Overview
Load and PreProcess Data
- Word Tokenizing and Normalization
- Final Document Summary
More Summary Statistics
- Document Term Matrix
- Summary Plots
Prediction Application

Overview

Complete Code May Be Viewed in this Github Location

As engagement with mobile devices becomes second nature for us, we’re experiencing more effective means of capturing the intended content of communication on these devices, viz. dynamic spell-checkers, swipe-able keyboards, and next word predictors. The aim of this analysis is to lay the foundations for a word prediction app. that may be used in a similar vain to that of Swiftkey’s next word prediction feature in their keyboard application.

Specifically, this report’s objectives are the following:
* Load and clean the input datasets required to train the prediction model,
* Explore summary statistics and analyze the dataset for other revelations,
* Layout a blueprint for the prediction algorithm and the prediction application.

Load and PreProcess Data

This exercise uses the files named LOCALE.blogs.txt where LOCALE is each of the four locales en_US, de_DE, ru_RU and fi_FI. The data is from a corpus called HC Corpora. From the site: HC corpora is a collection of corpora for various languages freely available to download. The corpora have been collected from numerous different webpages, with the aim of getting a varied and comprehensive corpus of current use of the respective language.

I first read in the text files and unpack them into what turns out to be very large Corpora containing the following corpus types:

Blog Text: A collection of blog posts.
News Text: A collection of news articles.
Twitter Tweets: A collection of Tweets.

Before we can collect some summary statistics for each, some preliminary cleanup is needed.
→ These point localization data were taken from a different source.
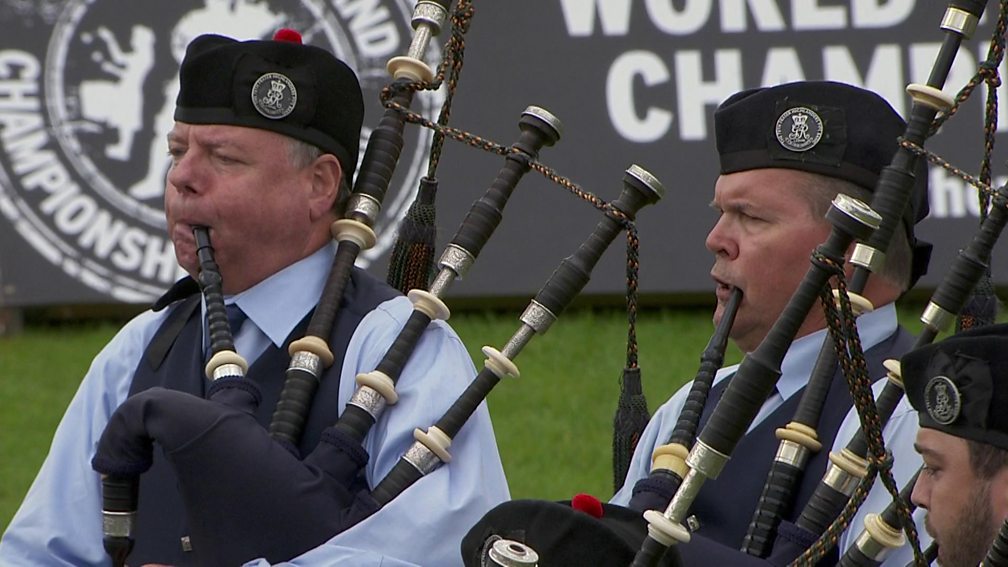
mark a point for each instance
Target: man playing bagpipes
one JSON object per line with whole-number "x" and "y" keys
{"x": 958, "y": 387}
{"x": 785, "y": 152}
{"x": 264, "y": 145}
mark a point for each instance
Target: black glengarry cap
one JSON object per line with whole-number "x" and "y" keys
{"x": 279, "y": 85}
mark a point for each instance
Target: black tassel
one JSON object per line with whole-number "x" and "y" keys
{"x": 411, "y": 262}
{"x": 628, "y": 425}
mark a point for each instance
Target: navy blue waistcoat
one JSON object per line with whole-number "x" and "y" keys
{"x": 173, "y": 359}
{"x": 725, "y": 505}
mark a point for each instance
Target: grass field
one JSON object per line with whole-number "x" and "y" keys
{"x": 553, "y": 424}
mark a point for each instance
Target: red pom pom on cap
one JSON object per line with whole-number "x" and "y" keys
{"x": 587, "y": 503}
{"x": 287, "y": 34}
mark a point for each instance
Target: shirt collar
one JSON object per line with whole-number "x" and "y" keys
{"x": 276, "y": 305}
{"x": 873, "y": 328}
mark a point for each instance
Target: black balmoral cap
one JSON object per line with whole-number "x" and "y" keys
{"x": 279, "y": 85}
{"x": 824, "y": 127}
{"x": 958, "y": 385}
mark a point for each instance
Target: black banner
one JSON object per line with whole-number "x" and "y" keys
{"x": 87, "y": 91}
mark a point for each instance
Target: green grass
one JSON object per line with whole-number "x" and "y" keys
{"x": 553, "y": 424}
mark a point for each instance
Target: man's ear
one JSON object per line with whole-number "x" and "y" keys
{"x": 326, "y": 175}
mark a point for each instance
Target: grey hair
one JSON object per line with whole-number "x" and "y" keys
{"x": 302, "y": 154}
{"x": 822, "y": 190}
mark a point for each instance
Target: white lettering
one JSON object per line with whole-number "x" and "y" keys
{"x": 807, "y": 14}
{"x": 579, "y": 15}
{"x": 782, "y": 66}
{"x": 373, "y": 31}
{"x": 884, "y": 76}
{"x": 694, "y": 94}
{"x": 950, "y": 196}
{"x": 19, "y": 91}
{"x": 632, "y": 125}
{"x": 76, "y": 214}
{"x": 868, "y": 14}
{"x": 689, "y": 19}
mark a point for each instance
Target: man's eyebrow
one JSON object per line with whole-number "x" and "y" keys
{"x": 924, "y": 450}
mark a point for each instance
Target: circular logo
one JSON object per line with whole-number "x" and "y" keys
{"x": 942, "y": 400}
{"x": 274, "y": 96}
{"x": 798, "y": 128}
{"x": 89, "y": 90}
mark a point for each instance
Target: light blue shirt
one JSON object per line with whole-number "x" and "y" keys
{"x": 899, "y": 433}
{"x": 59, "y": 521}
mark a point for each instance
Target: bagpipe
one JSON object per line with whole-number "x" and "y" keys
{"x": 681, "y": 466}
{"x": 264, "y": 473}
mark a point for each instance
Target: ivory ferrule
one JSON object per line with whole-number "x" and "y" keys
{"x": 868, "y": 257}
{"x": 845, "y": 471}
{"x": 878, "y": 538}
{"x": 226, "y": 370}
{"x": 369, "y": 400}
{"x": 959, "y": 21}
{"x": 791, "y": 453}
{"x": 509, "y": 553}
{"x": 421, "y": 458}
{"x": 664, "y": 531}
{"x": 894, "y": 372}
{"x": 537, "y": 317}
{"x": 364, "y": 206}
{"x": 456, "y": 258}
{"x": 936, "y": 317}
{"x": 118, "y": 524}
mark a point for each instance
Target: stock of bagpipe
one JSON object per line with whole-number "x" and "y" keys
{"x": 430, "y": 448}
{"x": 377, "y": 388}
{"x": 879, "y": 537}
{"x": 668, "y": 461}
{"x": 798, "y": 439}
{"x": 354, "y": 233}
{"x": 120, "y": 478}
{"x": 757, "y": 374}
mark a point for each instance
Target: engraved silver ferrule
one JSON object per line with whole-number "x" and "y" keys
{"x": 537, "y": 317}
{"x": 959, "y": 21}
{"x": 867, "y": 257}
{"x": 857, "y": 210}
{"x": 118, "y": 524}
{"x": 369, "y": 400}
{"x": 363, "y": 207}
{"x": 936, "y": 317}
{"x": 840, "y": 480}
{"x": 422, "y": 459}
{"x": 306, "y": 361}
{"x": 509, "y": 553}
{"x": 427, "y": 20}
{"x": 647, "y": 179}
{"x": 517, "y": 342}
{"x": 684, "y": 496}
{"x": 706, "y": 460}
{"x": 791, "y": 453}
{"x": 872, "y": 548}
{"x": 456, "y": 258}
Specifically:

Word Tokenizing and Normalization

Each of the corpus(es?) in the Corpora are stored in three character vectors in the “corp” logical object. In order to get a better understanding of each, it is necessary to first perform the following pre-processing steps:

Force Lowercase
Remove Numbers
Remove Punctuation Characters: Attempt to remove special characters that result in emoticons, that are apostrophes, periods, commas, semicolons, excessive punctuation. Exceptions: Preserve the octothorpe “#” character in the Tweets corpus to analyze significance of tweeted hashtag context.
Strip Unnecessary Whitespaces

Document Summaries

The following table shows the approximate token counts for each document type, after the steps above:

document.source	size_MB	lines	tokens	types
Blogs	239	899,288	36,818,677	874,912
News	239	1,010,242	33,476,199	890,333
Twitter	289	2,360,148	29,421,345	1,535,213

Stop Words

To get a better type grouping, and for better frequency analysis, we get rid of common stop words such as were, ours, doesn't, aren't, at, isn't, that, theirs, above, out, etc.

Stemming

Finally, we chop the word affixes from their stems to improve type grouping and frequency analysis.

Lemmatization

We choose not to perform any lemmatization on account of the rather generic problem domain.

Final Document Summary

After all our pre-processing is complete, we see the following document summary:

document.source	size_MB	lines	tokens	types
Blogs	177	899,288	19,359,446	617,781
News	189	1,010,242	19,657,775	648,259
Twitter	248	2,360,148	17,464,307	1,250,967

More Summary Statistics

On account of the Corpora being so large, I’ll have to explore stats on a random sample. I’ll create a “sub” corpora, sampling 2% of the original corpus.

Document Term Matrix

First, generate the sub-corpora, then the document term matrix, which will give us the frequency of terms. The 20 most frequent terms in the this sample corpus are:

will	6574
one	6086
like	6059
just	6037
get	5987
said	5958
time	5234
can	5153
day	4466
year	4382
make	4079
love	4002
new	3882
know	3718
good	3677
now	3633
dont	3548
work	3542
say	3316
want	3203

Summary Plots

50 of the most frequently occuring words in the sample:

Finally, here’s a wordcloud of words that occur at least 100 times or more in the sample corpora:

Prediction Application

So far I’ve settled on using a multi-gram Bayesian model to act as the predictor for the word prediction application. I’ll experiment with tri-grams and quad-grams with the Markov assumption in place. Basically, the prediction model will be computing something like: P(next word | bi-gram/tri-gram/etc.).

End of Report